Side effects are another thing to consider. Like tamoxifen, aromatase inhibitors can cause hot flashes in about a third of women, and they can also trigger arthritislike joint pain, which prompts some women to discontinue therapy. In terms of overall health, tamoxifen protects against bone loss but slightly increases the risk of uterine cancer and blood clots, while aromatase inhibitors have the opposite effects. In fact, the study found that about 5 percent of the women on Femara had a new diagnosis of osteoporosis or a bone fracture during the study period compared with about 3 percent of the placebo group. Women who go on these drugs should get a bone scan every year or two, recommends Lin, and should take a bone-building drug like Fosamax or Actonel if they are found to have low bone density.
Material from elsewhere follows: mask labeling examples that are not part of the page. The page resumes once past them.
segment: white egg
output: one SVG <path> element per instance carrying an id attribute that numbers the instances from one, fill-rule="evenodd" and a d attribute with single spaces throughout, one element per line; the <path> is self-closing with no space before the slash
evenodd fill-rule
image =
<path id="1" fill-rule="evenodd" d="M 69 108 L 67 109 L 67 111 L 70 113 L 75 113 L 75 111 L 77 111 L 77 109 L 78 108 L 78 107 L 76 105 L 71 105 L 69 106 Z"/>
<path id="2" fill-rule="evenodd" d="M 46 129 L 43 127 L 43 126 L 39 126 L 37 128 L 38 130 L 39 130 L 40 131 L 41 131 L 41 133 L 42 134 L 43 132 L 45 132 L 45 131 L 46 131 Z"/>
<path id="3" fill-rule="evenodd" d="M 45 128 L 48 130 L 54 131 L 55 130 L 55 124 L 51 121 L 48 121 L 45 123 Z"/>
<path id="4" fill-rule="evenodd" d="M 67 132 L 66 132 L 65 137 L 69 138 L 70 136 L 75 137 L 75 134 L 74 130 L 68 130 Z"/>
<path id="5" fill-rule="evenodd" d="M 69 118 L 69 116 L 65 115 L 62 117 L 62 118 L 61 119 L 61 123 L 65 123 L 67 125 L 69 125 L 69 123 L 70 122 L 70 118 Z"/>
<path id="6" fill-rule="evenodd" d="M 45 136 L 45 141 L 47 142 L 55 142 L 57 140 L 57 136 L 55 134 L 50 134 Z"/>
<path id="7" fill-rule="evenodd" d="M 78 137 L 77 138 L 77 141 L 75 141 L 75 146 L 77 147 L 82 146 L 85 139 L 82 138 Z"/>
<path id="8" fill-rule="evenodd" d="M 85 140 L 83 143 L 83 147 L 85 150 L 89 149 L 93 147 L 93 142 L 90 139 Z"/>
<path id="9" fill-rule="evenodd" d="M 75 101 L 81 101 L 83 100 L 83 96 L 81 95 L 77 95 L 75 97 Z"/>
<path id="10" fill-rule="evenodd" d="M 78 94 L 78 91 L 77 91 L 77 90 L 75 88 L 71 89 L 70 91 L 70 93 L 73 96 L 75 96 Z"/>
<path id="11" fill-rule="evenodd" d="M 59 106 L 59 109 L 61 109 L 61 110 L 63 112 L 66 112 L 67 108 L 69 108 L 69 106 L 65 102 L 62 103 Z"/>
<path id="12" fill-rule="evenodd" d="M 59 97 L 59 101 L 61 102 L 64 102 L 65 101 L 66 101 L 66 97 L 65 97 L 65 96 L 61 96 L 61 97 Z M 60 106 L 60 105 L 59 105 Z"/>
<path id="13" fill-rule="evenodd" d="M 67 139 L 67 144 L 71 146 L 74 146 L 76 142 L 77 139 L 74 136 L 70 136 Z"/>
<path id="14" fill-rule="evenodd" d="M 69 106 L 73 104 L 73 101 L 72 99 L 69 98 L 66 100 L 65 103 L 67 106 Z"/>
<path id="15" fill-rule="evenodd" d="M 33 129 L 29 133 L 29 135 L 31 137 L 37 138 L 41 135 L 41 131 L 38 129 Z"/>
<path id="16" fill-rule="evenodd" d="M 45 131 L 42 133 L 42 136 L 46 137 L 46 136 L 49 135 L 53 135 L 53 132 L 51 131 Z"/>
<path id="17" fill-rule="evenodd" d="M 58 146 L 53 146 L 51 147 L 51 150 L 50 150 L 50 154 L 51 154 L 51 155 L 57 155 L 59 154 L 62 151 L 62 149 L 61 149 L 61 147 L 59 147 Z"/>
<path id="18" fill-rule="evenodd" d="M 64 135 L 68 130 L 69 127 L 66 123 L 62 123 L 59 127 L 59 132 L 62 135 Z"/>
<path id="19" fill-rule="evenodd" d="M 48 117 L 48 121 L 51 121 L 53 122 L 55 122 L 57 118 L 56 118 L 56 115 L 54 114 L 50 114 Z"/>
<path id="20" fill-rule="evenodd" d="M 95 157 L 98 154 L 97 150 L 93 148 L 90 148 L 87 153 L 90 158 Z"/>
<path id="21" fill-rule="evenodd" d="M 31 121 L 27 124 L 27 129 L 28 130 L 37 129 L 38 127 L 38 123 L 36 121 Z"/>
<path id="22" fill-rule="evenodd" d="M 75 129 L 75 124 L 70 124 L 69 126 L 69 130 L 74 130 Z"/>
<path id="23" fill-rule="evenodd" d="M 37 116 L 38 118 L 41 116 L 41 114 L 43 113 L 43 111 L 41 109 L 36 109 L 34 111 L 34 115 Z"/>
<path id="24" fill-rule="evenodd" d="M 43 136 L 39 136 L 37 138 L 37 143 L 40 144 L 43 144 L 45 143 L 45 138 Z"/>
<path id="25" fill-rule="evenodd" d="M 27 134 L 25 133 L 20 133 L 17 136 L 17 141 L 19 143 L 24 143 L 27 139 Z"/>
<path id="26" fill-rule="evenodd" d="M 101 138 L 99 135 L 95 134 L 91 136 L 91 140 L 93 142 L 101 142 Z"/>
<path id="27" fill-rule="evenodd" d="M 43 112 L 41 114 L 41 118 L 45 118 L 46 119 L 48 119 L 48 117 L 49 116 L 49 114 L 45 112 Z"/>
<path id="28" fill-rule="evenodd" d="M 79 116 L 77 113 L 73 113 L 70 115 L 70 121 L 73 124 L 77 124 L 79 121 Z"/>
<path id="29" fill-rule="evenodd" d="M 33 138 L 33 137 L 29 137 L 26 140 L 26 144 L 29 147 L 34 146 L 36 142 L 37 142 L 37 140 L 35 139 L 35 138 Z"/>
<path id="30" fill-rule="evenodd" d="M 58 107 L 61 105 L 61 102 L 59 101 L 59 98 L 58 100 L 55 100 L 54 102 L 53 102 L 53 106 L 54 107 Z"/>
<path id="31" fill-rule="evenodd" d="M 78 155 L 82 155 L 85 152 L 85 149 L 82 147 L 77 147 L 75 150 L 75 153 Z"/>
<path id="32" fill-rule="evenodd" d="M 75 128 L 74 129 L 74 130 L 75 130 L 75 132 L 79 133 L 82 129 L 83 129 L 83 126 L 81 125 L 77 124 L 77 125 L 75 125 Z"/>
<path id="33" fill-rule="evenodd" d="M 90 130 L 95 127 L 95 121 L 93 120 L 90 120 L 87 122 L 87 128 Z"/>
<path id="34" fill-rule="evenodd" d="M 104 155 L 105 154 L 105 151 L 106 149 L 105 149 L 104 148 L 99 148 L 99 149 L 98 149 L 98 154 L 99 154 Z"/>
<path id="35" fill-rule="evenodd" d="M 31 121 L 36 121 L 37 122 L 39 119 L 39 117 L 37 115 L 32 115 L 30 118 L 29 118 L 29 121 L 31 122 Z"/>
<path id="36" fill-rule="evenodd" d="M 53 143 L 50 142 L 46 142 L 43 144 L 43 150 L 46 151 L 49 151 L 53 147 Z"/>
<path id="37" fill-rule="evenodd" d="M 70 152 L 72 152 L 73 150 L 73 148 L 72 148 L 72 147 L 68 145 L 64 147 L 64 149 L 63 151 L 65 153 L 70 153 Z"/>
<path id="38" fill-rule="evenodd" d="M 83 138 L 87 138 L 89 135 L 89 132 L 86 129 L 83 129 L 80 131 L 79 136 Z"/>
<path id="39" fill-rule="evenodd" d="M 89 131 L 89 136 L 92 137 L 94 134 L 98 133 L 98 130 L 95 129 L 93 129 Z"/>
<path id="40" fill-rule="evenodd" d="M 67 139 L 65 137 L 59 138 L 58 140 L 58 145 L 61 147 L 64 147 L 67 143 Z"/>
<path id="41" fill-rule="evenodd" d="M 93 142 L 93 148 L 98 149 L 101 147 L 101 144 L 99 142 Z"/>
Deciding whether or not to take anti-estrogen drugs for a full decade certainly isn't simple. "A woman needs to ask her doctor about her own risk of recurrence," stresses Love, "and how much it will be reduced on these drugs." Someone who has a 10-year recurrence risk of, say, 20 percent may consider the drugs more beneficial than someone with a 5 percent risk. For Panina, the decision will come after menopause. "With the hot flashes I'm having from the tamoxifen, I feel like I'm already there," she tells me at a friend's 40th-birthday dinner.

Toward the end of the party, my friends and I joke about the pros and cons of turning 40 (better sex drive, greater confidence; more body fat, less muscle). Panina, with a wisdom beyond her years, says, "I'll just consider it a blessing when I make it to 40."